The left critique also underestimates the lasting and chastening effects of the Iraq and Afghanistan wars on American politics. Twenty years ago, neoconservatives and many Cold War liberals thought that the United States could impose Western-style democracy and capitalism on large parts of the globe. Does anyone still think that? Perhaps Robert Kagan does, but whatever his ties to the Biden State Department, he hardly calls the shots there. If he did, the U.S. would still be fighting in Afghanistan, and probably in a half dozen other hot zones across the world. Samuel Moyn writes that “liberals and neoconservatives in the last half-century have tended to agree on foreign policy more than their intermittent bickering implied. It now looks as if the Iraq imbroglio drove them apart only briefly.” I think this underestimates both the ferocity of arguments between liberals, from Vietnam to Contra aid to the Gulf War to Iraq, and also the extent to which liberals today have any appetite for forever wars, or for the projection of American empire. George McGovern’s 1972 call to “come home America” is one that more Americans, on the right and left alike, probably agree with today than at any time in the past half century. The problem is that the world doesn’t always let us do so.
Another very good commentary.
"Misguided" is extremely kind and generous. And its to my mind the same motivation as the Biden critics.
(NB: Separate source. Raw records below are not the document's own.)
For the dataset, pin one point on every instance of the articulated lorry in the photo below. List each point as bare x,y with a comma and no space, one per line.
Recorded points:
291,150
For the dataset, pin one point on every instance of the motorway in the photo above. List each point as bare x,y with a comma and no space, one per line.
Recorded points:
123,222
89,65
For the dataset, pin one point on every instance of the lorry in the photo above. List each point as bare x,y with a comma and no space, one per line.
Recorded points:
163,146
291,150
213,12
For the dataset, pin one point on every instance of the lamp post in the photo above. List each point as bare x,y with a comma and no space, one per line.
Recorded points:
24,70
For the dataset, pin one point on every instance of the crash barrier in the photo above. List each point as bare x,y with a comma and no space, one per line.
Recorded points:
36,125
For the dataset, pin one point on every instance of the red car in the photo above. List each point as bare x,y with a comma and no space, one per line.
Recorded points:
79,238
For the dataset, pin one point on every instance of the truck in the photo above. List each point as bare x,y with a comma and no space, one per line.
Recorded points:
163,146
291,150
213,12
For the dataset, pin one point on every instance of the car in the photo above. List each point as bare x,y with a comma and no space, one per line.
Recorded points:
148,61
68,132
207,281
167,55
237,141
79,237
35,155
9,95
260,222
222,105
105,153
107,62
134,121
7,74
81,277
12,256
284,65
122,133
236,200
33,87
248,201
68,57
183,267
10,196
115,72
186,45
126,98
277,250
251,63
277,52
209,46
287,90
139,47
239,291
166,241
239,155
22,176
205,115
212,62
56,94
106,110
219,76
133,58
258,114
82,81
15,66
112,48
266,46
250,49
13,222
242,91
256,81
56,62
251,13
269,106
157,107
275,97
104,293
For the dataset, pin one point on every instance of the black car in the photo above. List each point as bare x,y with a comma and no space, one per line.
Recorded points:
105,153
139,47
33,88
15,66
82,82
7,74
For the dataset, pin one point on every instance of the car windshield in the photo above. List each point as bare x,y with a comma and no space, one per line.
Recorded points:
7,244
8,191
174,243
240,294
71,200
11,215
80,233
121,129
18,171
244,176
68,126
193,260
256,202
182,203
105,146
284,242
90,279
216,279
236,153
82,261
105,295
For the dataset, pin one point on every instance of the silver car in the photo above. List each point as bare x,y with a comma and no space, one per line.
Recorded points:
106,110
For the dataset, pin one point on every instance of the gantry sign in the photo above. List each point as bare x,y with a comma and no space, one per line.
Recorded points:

It's allowing them to frame the choice in
the simplest terms of "good" or "bad" behavior by the US.
That's an irrelevant question from a truly intellectual, that is, humanitarian and humanistic standpoint. The thinking person being true to ones actual slelf must ask, What choice is the one with the best impact for the people of the world? Or at least what does the least harm now, under actual conditions?
The "goodness" or "rightness" of US policy is only a relevant question if one positions oneself in relation to governing power of one country. If one wants to pronounce that power right or wrong, under some imagined conditions.
As always, Camus' 1946 speech bears re-reading.